Assigning Shares – Who Should Receive Them And How Are They Allotted?

Shares are the way in which people own companies. Shares in public limited companies can be offered to everyone, but private limited companies (which are how most start-ups operate) are more restricted. Every private limited company must assign at least 1 share to at least one person.

In most start-ups, there is usually only one category of shares. Shareholders are typically entitled to vote on matters according to the company's Articles of Association, and to participate in receiving some of the company's profits by dividends.

As your company grows you may wish to consider issuing different classes of shares. For instance, shares issued to employees under incentive schemes could allow them to receive dividends but restrict voting rights so that the original business owners retain control.

What happens when shares are issued and what do shareholders do?

Share capital does not have to be paid back, unless the shares are a special type. So when shares are issued, the share capital is used (or saved) in the business, and the value of that share will depend on the fortune of that business. If the business fails, the shares could become worthless. On the other hand if the business flies, the shares will be a valuable asset for the shareholder.

Shareholders put pressure on boards to obtain strong performance, and to pay a decent dividend.

Who can or should receive shares?

In most cases the Directors of the company will also be listed as shareholders and will be assigned a number of shares in the company. However, there may be other stakeholders that you also wish to assign shares.

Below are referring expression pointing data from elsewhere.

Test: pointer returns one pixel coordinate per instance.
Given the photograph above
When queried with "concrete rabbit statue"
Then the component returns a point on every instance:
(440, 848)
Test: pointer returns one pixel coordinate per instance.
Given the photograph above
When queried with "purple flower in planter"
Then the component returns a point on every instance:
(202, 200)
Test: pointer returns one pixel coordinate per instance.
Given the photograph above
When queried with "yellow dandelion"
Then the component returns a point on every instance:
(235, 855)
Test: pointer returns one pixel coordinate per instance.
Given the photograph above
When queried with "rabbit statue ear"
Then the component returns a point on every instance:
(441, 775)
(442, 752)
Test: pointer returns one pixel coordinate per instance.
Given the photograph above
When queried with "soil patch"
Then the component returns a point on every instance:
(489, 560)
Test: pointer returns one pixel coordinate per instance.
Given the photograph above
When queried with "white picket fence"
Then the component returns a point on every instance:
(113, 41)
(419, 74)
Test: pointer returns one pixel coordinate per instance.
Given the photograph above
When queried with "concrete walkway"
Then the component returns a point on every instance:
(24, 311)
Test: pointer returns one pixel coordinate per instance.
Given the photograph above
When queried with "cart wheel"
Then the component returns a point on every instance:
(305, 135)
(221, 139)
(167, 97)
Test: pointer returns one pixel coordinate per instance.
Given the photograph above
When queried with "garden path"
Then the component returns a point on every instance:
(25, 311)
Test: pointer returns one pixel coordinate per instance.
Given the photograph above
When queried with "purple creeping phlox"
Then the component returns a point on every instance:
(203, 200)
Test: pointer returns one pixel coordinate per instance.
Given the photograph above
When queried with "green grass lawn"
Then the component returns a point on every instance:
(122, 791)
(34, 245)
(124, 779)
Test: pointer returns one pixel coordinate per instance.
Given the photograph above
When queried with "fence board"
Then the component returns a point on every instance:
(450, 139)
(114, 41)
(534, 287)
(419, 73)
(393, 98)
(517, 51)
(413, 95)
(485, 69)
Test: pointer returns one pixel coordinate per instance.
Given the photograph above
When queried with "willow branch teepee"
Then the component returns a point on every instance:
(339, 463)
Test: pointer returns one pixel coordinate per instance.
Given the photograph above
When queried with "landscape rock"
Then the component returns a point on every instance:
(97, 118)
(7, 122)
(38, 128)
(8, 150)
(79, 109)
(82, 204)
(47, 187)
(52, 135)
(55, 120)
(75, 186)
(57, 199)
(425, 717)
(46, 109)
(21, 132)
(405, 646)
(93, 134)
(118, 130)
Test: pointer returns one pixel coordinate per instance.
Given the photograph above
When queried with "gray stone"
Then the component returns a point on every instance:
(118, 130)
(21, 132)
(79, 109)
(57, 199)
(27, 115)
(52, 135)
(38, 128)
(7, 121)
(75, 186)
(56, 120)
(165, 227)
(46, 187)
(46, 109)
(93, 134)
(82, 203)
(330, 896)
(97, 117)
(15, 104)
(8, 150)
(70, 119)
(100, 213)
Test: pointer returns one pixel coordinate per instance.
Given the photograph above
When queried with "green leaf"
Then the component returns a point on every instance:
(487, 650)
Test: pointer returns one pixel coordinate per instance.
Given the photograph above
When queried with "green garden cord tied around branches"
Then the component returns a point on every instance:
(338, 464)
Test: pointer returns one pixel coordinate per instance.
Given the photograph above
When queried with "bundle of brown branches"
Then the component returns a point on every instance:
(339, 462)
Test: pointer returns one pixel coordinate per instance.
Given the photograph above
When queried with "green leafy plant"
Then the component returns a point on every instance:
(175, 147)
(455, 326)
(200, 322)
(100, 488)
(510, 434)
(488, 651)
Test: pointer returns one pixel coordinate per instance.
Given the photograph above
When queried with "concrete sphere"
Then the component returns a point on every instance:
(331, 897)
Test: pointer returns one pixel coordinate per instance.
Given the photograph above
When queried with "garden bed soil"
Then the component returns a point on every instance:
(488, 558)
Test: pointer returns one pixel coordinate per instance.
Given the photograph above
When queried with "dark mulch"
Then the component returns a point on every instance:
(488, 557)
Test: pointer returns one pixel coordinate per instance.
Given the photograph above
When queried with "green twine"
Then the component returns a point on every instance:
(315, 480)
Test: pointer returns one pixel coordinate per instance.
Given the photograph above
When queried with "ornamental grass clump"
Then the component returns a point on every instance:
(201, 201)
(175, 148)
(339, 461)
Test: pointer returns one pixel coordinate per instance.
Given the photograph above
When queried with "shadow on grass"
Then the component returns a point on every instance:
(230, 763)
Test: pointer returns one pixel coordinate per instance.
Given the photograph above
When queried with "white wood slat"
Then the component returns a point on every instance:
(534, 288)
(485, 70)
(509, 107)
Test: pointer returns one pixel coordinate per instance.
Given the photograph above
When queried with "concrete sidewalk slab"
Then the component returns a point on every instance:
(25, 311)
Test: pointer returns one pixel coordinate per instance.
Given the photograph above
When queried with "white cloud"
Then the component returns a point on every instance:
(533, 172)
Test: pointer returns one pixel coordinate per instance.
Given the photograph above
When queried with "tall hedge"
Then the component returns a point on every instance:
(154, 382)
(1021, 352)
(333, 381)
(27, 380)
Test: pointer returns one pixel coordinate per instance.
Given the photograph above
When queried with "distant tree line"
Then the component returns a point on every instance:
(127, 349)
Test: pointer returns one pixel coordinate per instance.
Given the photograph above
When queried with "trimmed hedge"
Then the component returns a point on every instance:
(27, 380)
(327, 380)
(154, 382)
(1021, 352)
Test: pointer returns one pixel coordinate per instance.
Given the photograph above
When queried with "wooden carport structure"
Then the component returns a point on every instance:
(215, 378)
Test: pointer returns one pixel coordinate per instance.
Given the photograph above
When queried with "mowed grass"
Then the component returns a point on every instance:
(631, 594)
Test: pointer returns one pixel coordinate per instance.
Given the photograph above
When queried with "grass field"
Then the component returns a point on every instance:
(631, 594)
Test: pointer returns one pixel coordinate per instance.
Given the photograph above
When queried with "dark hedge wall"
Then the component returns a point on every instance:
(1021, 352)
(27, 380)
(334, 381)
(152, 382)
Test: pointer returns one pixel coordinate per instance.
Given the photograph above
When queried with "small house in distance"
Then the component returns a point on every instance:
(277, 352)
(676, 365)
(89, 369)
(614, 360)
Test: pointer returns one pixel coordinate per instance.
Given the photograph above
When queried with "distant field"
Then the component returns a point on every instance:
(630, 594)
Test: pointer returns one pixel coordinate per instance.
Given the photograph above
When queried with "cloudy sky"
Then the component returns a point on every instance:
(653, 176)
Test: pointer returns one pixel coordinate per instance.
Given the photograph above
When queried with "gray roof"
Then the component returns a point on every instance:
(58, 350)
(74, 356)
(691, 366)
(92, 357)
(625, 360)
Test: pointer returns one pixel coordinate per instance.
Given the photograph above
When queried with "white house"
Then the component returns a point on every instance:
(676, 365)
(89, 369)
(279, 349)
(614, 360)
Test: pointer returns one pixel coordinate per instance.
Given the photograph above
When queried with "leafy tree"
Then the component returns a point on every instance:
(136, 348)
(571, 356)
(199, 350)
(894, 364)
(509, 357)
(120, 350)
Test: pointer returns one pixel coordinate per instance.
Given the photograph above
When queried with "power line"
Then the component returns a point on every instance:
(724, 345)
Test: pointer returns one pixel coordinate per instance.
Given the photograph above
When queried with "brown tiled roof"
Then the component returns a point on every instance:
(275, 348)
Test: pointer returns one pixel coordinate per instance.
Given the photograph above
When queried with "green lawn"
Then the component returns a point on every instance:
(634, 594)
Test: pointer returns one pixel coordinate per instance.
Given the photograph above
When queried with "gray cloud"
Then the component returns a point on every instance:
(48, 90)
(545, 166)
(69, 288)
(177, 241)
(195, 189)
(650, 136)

Issuing shares to friends or family can be a good way of securing their investment without having to make repayments as you would with a loan. However, such arrangements need to be formalised like any other business agreement, to take into account what may happen if the shareholders fall out.

Some companies offer shares to employees, as a reward for performance or loyalty. Employees are incentivised by the knowledge that they own some of the business that they are involved in.

Other shareholders may include venture capitalists who offer large sums of money in exchange for an equity stake in the business to fund general growth or new projects (e.g. purchase of large machinery to fulfil a significant contract). Venture capitalists may approach you in many ways. Professional equity houses approach firms they perceive as promising and hope to enjoy a share in the growth of the company's value as a result of their investment.

Some venture capitalists are business angels, otherwise known as "white knights", who offer equity funding to save a company that is in difficulty.

How much share capital should there be?

The initial shareholders decide the amount of share capital that will be issued and how it will be organised when the company is incorporated. This information has to be given to Companies House at the time of the company formation .

Often new businesses opt to start with 100 shares at £1.00 each as this can easily be divided with one share equalling one per cent of the business. However, in theory the number of shares can be as low as one with no maximum to the amount that can be issued.

Changes can be made to the share capital after this date. If the company's Articles of Association authorise them to do so, the directors of a company may allot further shares, or may have to seek authority from the existing shareholders to do this. Any changes must be notified to Companies House within a set period after the new shares are issued or shares bought back.